Como superar a fase em que o vinho só tem cheiro de... vinho?
Aromas de frutas, cogumelos e baunilha saindo de uma taça não são invenção. É questão de memória olfativa (e afetiva) afiada
Tem gente que acha que sentir cheiro de terra molhada, cogumelo ou aspargos em vinho é invenção ou — para usar um termo saído da escala aromática de alguns tintos leves — pura groselha. A desconfiança é compreensível, mas o fato é que esses aromas aparentemente inverossímeis realmente ajudam a entender (e aproveitar) melhor a bebida. Mas como chegar lá? Como superar a fase em que o vinho só tem cheiro de... vinho?
Eu não sabia muito de vinho quando comecei a beber. Sabia que gostava da bebida e achava que ia ser legal anotar os nomes e descrições do que me chamava a atenção. Mas um caderninho comprado para esse fim ficou mais de um ano em branco. Eu não sabia o que escrever exatamente.
Mas não era só o vocabulário que me faltava. Na real, eu nem sabia por onde começar. Hoje, então, revisito esse drama do passado para falar sobre o que se deve prestar atenção quando se prova um vinho pela primeira vez. (Se você já sabe, recomendo me acompanhar e encarar como um recap igual aos das séries de TV.) A vantagem de saber como desvendar uma bebida é aproveitá-la melhor, saber com o que ela combina (seja ocasião, prato ou estação do ano) e se ela vale o preço que custa.
Pois bem, rolha fora, vinho na taça. O que você faz?
1. Analise o look
Qual a cor do vinho? Estude a cor (branco, tinto ou rosé) e o tom, se claro ou escuro, porque isso pode dizer muito sobre a idade e a evolução da bebida. Os brancos vão ficando escuros com o passar do tempo e os tintos vão ficando claros. Quando bem velhos, eles se encontram no meio da escala cromática. (O melhor é analisar a bebida sobre um fundo branco, a toalha da mesa ou um pedaço de papel.)
Há também uma coisa chamada “halo de evolução”, que aparece quando a bebida já tem alguns anos na garrafa. Esse halo deixa o vinho com uma borda mais clara até ficar quase transparente quando mais velho.
Outra coisa que o visual pode informar é o grau alcoólico. Ao girar a taça, repare o vinho descendo de alto a baixo. Se as gotas (ou lágrimas, como são tecnicamente chamadas) forem largas e lentas, é sinal de que o vinho tem uma gradação mais alta. Se ele descer rapidinho, tem menor volume de álcool.
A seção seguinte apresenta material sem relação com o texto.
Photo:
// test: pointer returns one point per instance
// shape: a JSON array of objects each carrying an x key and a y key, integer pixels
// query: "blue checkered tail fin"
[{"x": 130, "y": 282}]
Veja também se é translúcido, o que significa que está limpo e foi filtrado. Se for opaco, pode não ter sido filtrado, o que é bem comum entre os naturais, ou apresentar defeito, o que será confirmado na próxima etapa.
2. Prepare o nariz
Não tenha pudor, enfie o nariz na taça. Se não sentir nada, feche os olhos. Se se sentir ridículo, não faça isso em todo lugar; mas quando estiver em casa e quiser treinar, vá fundo, faz diferença. Gire a taça para que a bebida circule e entre em contato com o oxigênio, isso vai liberar ainda mais os aromas. Aproxime o nariz de novo. Pense nas frutas que conhece, nas flores. Pode ser difícil sair do zero aqui, não se frustre, é uma questão de ter a memória olfativa (e afetiva, porque não) afiada. É permitido colar um pouquinho, ou seja, pesquisar a ficha técnica (geralmente disponível no site da importadora, que aparece no contrarrótulo do vinho). Ali, além da nota de degustação oficial que informa os aromas e como o vinho se comportará na boca, há informações das variedades de uvas usadas na composição do vinho e quanto ao método de vinificação, algo que dar pistas sobre aromas e sabores. Por exemplo, o uso de barricas de madeira pode aportar diferentes características à bebida — aromas de chocolate, café e coco, nos tintos; de baunilha e manteiga, nos brancos.
3. Use a boca toda
É hora de finalmente provar o vinho. Deixe-o parado e sinta se ele pinica a lateral da língua (sinal de acidez alta), se ele esquenta sua boca (sinal de muito álcool). Faça com que passeie, que vá para um lado, para o outro. Ele seca tudo ou é adocicado? Isso dirá se há alguma sobra de açúcar (ou seja, nem tudo foi transformado em álcool durante a fermentação das uvas). Você ficou com a boca áspera, como se tivesse comido uma banana verde? Sinal que há muitos taninos rústicos. Não tenha pressa em engolir e avalie se gosta do que sente, e se o sabor tem a ver com os aromas que sentiu antes.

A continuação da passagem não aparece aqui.